Dr. Douglas has made personal connections to the community, and he affectionately refers to his friends and neighbours as his “Indigenous brothers and sisters” He says his Jamaican faith also offers a unique connection to the community. “I, too, believe in the creator and the higher power, and I don’t believe I’m here by chance. I believe there’s a reason as to why I ended up here.”

He encourages others, including medical students, to think about how they too, can contribute to purposeful, meaningful change.

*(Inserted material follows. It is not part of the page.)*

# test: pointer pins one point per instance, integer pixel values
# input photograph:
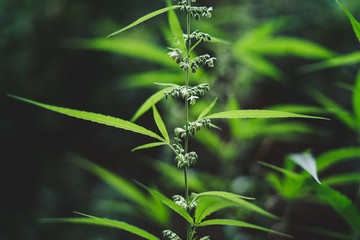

“I’d like to see people think outside of the box and get out there. It’s all about relationship building, decolonization, re-empowering people, reconciliation, and listening to people in a meaningful way. The only way it’s going to work is when medical residents come and spend time in communities and takes time to listen to the people. We really need to get out there and get involved, and move away from the individual-ness of it all. Let it be about helping and lifting up someone else.”

 

About the Dr. Ian Bowmer Award for Leadership in Social Accountability

This national award is presented by the Medical Council of Canada. It is awarded to only one medical student and one resident in Canada who have demonstrated leadership in social accountability within the schools of medicine in Canada. The focus is on leaders who have conceived new approaches and inspired teams to respond to a community or population need by consultatively and collaboratively developing a relevant approach and vision in partnership with communities.

Dr. Douglas is a post-graduate fifth-year medical resident in the School’s Public Health and Preventive Medicine (PHPM) Program who demonstrates an ongoing commitment to social accountability and the underserviced populations of Northern Ontario. Specifically, he has helped improve access to care for Indigenous peoples from his home-base in Sioux Lookout.